You think that this quick will deal that you have so nicely packaged together with the Greens is going to pan out well for you because of your embarrassment about how you have stuffed everything up from day one. Since you were elected, week after week, you have stuffed up everything that you have touched. We were giving valedictory speeches for the Attorney-General this afternoon. We know his days are numbered. There is going to be a reshuffle. So they want to get out of here very quickly tonight so that Mr Turnbull can do his reshuffle. And we will see a new ministry coming in. It is going to be so exciting! Who is going to get a job this time? Well, I wonder if Alexander Downer is wondering about this. When I was taking note this afternoon, I had a call from London. It was a call for George—and it was Alexander! I do not know if it was Alexander Downer, but it was from London. And he feels like he might be pushed under the bus, just like Senator Brandis did to Joe Hockey. The people on that side will sell out anyone. They will throw their own colleagues under the bus just to be able to save face.

This is a very sure sign of a Prime Minister who is desperate. It does not matter which way he looks, he knows there is always someone gunning for his back. That is what he is afraid of. We all know that when you are Prime Minister under attack from within your own caucus the last place you want to be is in parliament. I have been around politics for a little while, and I can assure you when a government is in trouble, they want to run. They want to get out of here tonight. Well, they have created this mess. We have a right, as senators, to have a look at this legislation and to be able to debate it. That is what we will be doing.
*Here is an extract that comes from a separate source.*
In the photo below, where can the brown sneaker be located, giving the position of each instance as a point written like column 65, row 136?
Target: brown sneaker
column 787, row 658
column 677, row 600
If you look at the sitting pattern for next year, what do you see? Not too many weeks of sitting, because, once again, Mr Turnbull had a plan to become Prime Minister, but he has never been able to develop a plan or an economic strategy for this country in order to be remembered as a good Prime Minister. What he has done is create some very, very mediocre ministers. We have seen that on display time and time again. What I will say now is what I have said before: travel safe, George, because I think London is calling you.